59 Reasonable people know that commitments relating to dealings with title to land or exchanges of land are required by law to be in writing if they are to be enforceable; this is even more clear in the case of dealing with a public authority than it is for dealing with a private person. If anything which could be regarded as a commitment was given to Mr Roberts Senior, it would not have been reasonable for him to act on an oral commitment.
60 Mr Roberts Senior ceased to be the owner of Lot 40 or of any land affected by the road in 1987; he transferred the land to Mr Roberts Junior without receiving payment. He cannot possibly be at risk of any claim by Mr Roberts Junior relating to any shortcoming in title to the land conveyed. He cannot be granted an equitable remedy in respect of the estoppel he alleges because he has no interest in the subject matter.

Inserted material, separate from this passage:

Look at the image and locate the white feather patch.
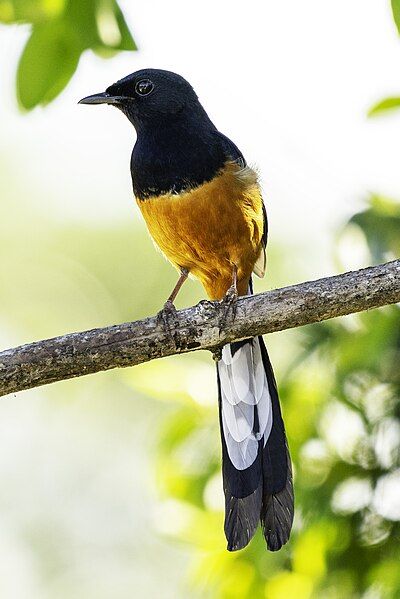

61 The detriment put forward in Mr Roberts Senior's first affidavit para 26 was "Had I made aware at any time between 1967 and March 1983" [and 1987 must have been intended] "that the road through Lots 34 and 40 have not been closed I would have undertaken steps to have the road closed in accordance with the conversation set out in para 21 above". The steps referred to can be no more than applying for Council to initiate closure of the road by the Department of Lands, and there could be no detriment in the absence of showing that that would have resulted in closure of the road; which has not been shown.
62 If there were such an agreement it would not be appropriate to enforce it by an order for specific performance because the decision by the Council to lodge an application with the Minister pursuant to section 34 (1) (b) of the Roads Act 1993, or to earlier legislation at earlier times, would be an exercise of public powers based on considerations much wider than the existence of a contractual commitment to exercise them, and the court should not preclude or control the exercise of those public powers for the purpose only of enforcing a contractual commitment.